The midr package is designed not only to interpret individual models but also to facilitate comparative analysis. When you are dealing with multiple outcomes or comparing different modeling approaches, midr provides two specialized collection classes: “midlist” and “midrib”.
These collections allow you to visualize and compare feature effects, importance, and instance-level breakdowns across multiple models using a unified interface.
midlist: Flexible Combination of MID Objects
The “midlist” class is a versatile container used to group existing
MID objects (such as mid, midimp,
midbrk, or midcon). This is particularly
useful when you have trained separate models—perhaps using different
algorithms or targeting different subsets of data—and want to compare
their behavior side-by-side.
Example: Comparing GAM vs. Random Forest
When predicting the total number of users (bikers) in
the Bikeshare dataset, different machine learning algorithms capture
non-linear relationships differently.

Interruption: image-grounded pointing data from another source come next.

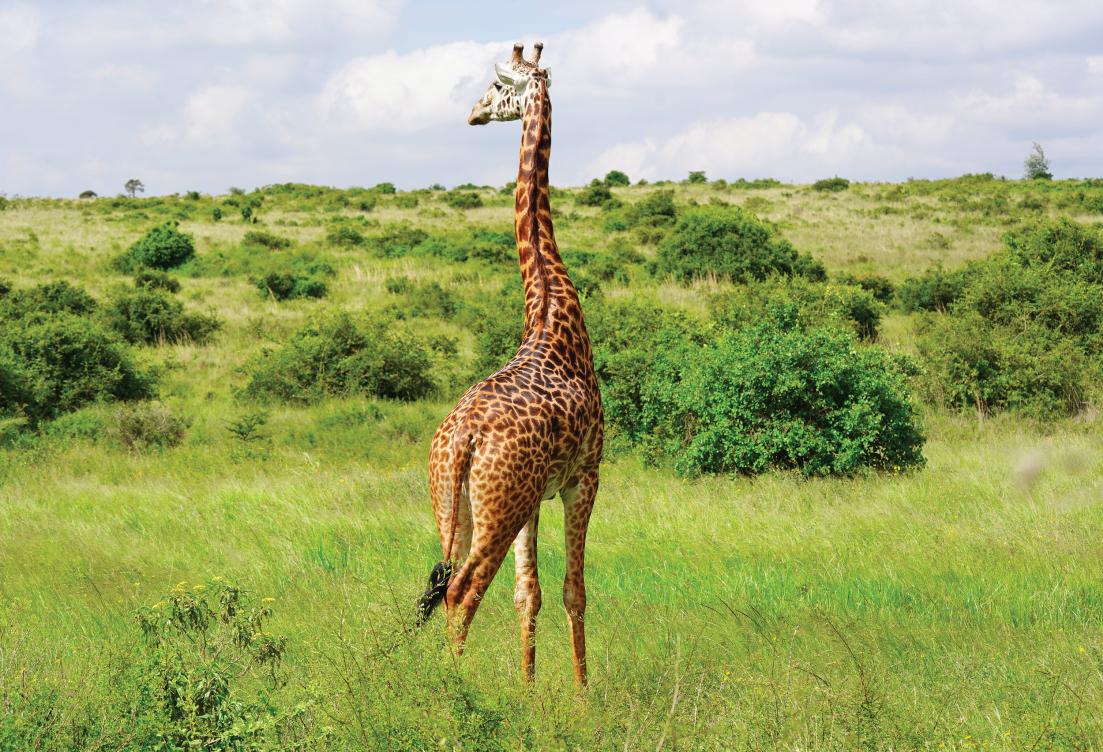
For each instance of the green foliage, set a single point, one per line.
(463, 200)
(627, 334)
(498, 322)
(200, 642)
(1025, 331)
(595, 195)
(881, 287)
(343, 236)
(778, 396)
(56, 364)
(142, 426)
(729, 243)
(156, 280)
(162, 247)
(617, 178)
(247, 428)
(834, 184)
(397, 239)
(47, 299)
(933, 291)
(427, 299)
(254, 237)
(148, 315)
(807, 303)
(334, 355)
(1036, 167)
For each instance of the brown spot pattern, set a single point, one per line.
(532, 430)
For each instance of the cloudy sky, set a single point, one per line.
(207, 94)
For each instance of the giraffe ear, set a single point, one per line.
(509, 76)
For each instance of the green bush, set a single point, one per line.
(625, 334)
(142, 426)
(810, 303)
(343, 236)
(152, 317)
(156, 280)
(333, 355)
(596, 195)
(1025, 332)
(197, 644)
(881, 287)
(833, 184)
(162, 247)
(266, 240)
(56, 364)
(775, 396)
(729, 243)
(933, 291)
(397, 239)
(463, 200)
(47, 298)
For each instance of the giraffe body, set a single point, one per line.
(535, 428)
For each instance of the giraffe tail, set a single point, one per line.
(438, 586)
(442, 572)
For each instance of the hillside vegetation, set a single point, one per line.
(849, 496)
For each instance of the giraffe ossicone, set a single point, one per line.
(532, 430)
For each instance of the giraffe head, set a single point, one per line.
(509, 95)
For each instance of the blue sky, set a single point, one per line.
(204, 95)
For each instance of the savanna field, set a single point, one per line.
(852, 496)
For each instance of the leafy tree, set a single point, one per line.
(775, 396)
(617, 178)
(833, 184)
(1036, 167)
(162, 247)
(728, 242)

Here, we fit a Generalized
Additive Model (gam) and a Random Forest
(ranger), interpret both of them independently, and
unify the results into a single “midlist” collection for a direct visual
comparison.
library(ggplot2)
library(patchwork)
library(midr)
library(gam)
library(ranger)
data(Bikeshare, package = "ISLR2")
fit.gam <- gam(
bikers ~ mnth + hr + s(weekday) + weathersit + s(temp) + s(hum),
data = Bikeshare
)
fit.ranger <- ranger(
bikers ~ mnth + hr + weekday + weathersit + temp + hum,
data = Bikeshare
)
# Interpret two separate models independently
mid.gam <- interpret(
bikers ~ mnth + hr + weekday + weathersit + temp + hum,
data = Bikeshare,
model = fit.gam,
k = 50
)
mid.ranger <- interpret(
bikers ~ mnth + hr + weekday + weathersit + temp + hum,
data = Bikeshare,
model = fit.ranger,
k = 50,
lambda = 1
)
# Combine them into a midlist
mids <- midlist(
gam = mid.gam,
ranger = mid.ranger
)
class(mids)#> [1] "mids" "midlist"
When ggmid() is called on a “midlist” collection, it
automatically handles the comparison.
options(midr.qualitative = "viridis")
p1 <- ggmid(mids, "hr") + theme(legend.position = "bottom")

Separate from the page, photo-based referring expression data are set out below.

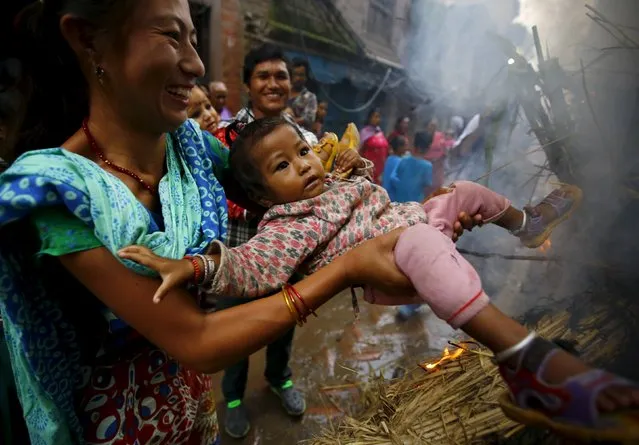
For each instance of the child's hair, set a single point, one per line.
(241, 161)
(422, 141)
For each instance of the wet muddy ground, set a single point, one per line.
(332, 350)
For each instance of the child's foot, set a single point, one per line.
(550, 212)
(553, 389)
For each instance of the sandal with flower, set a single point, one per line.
(540, 220)
(569, 409)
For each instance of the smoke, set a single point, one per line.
(454, 57)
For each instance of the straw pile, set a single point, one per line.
(457, 402)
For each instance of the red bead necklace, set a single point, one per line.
(100, 154)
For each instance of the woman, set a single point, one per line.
(373, 144)
(400, 129)
(436, 154)
(201, 110)
(95, 360)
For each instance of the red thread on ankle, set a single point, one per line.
(465, 306)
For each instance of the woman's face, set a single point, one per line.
(202, 111)
(269, 88)
(151, 64)
(375, 119)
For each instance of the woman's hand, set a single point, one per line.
(347, 160)
(373, 263)
(464, 221)
(174, 273)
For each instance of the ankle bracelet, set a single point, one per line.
(508, 353)
(524, 220)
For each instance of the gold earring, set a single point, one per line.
(99, 73)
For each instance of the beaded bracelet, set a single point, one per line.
(209, 267)
(295, 313)
(197, 272)
(297, 295)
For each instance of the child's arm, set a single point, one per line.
(427, 175)
(256, 268)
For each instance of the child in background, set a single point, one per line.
(414, 174)
(399, 145)
(201, 110)
(313, 217)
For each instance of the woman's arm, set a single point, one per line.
(207, 343)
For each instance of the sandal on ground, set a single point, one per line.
(537, 229)
(570, 408)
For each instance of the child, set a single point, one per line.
(201, 110)
(398, 144)
(413, 174)
(313, 217)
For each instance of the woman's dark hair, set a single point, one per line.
(242, 163)
(261, 54)
(58, 98)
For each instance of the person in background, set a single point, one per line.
(266, 77)
(436, 154)
(318, 125)
(399, 145)
(373, 144)
(218, 94)
(302, 102)
(411, 178)
(201, 110)
(401, 128)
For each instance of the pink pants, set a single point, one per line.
(442, 277)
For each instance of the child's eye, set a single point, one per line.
(175, 35)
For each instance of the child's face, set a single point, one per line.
(202, 111)
(290, 169)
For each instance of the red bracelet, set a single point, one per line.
(197, 272)
(297, 295)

p2 <- ggmid(mids, "temp") + theme(legend.position = "none")
p3 <- ggmid(mids, "hum") + theme(legend.position = "none")
p1 / (p2 + p3)
Mathematical Note: The “midlist” architecture offers
maximum flexibility. Each model in the collection can maintain its own
unique fitting parameters such as lambda (regularization
strength), k (number of knots), and type
(shape of component functions).
midrib: Efficient Multi-Response MID Model
The “midrib” class is designed for multi-output scenarios, where a single model predicts multiple target variables simultaneously. Instead of interpreting each response in isolation, midr treats the multi-output structure as a single entity—a “midrib” or shared backbone.

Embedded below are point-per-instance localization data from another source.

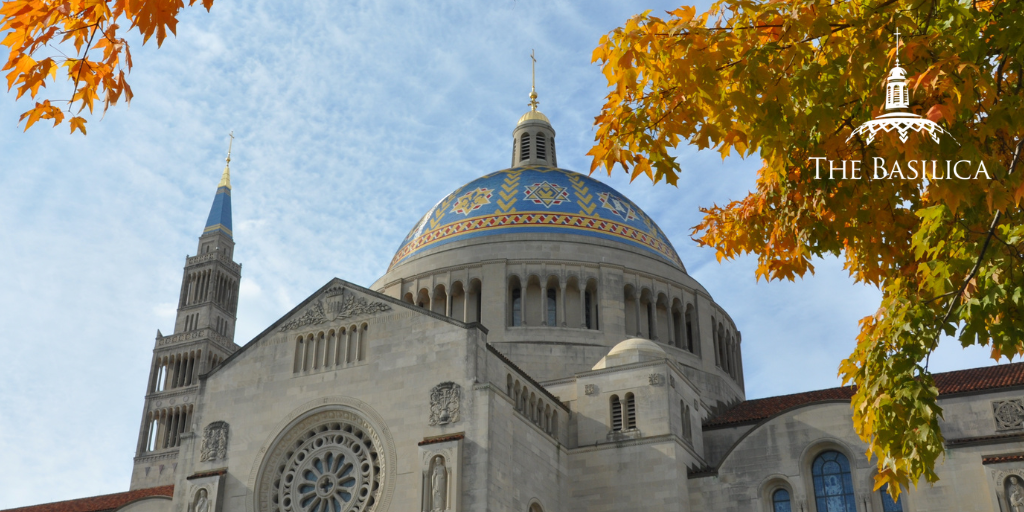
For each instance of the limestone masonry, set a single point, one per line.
(535, 345)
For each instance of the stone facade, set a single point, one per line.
(520, 367)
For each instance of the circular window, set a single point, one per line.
(330, 462)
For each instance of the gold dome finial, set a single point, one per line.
(534, 114)
(532, 87)
(225, 179)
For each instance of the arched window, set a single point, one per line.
(833, 483)
(780, 501)
(591, 302)
(888, 505)
(552, 307)
(631, 412)
(151, 443)
(616, 413)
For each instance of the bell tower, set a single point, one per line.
(204, 335)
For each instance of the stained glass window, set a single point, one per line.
(780, 501)
(833, 483)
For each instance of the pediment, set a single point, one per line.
(336, 302)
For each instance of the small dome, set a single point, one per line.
(532, 116)
(632, 350)
(897, 73)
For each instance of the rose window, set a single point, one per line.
(330, 467)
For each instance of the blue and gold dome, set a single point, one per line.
(536, 200)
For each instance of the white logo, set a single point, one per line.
(897, 98)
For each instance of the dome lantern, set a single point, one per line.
(534, 138)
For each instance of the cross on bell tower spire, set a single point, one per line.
(897, 46)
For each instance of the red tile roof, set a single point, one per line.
(984, 439)
(961, 381)
(98, 503)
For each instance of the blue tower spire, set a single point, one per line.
(220, 212)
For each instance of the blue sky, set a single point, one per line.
(351, 119)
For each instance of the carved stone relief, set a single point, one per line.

You can trigger the creation of a “midrib” object in two ways:
-
via formula: Provide a matrix or data frame as the
response (e.g., using
cbind()). -
via prediction function: Pass a model and a custom
pred.funthat returns a matrix or data frame of predictions.
Example: Joint Interpretation of Registered and Casual Users
Instead of comparing different algorithms, we might want to understand how features simultaneously affect different segments of our target variable. Here, we interpret a single model predicting both “registered” and “casual” users.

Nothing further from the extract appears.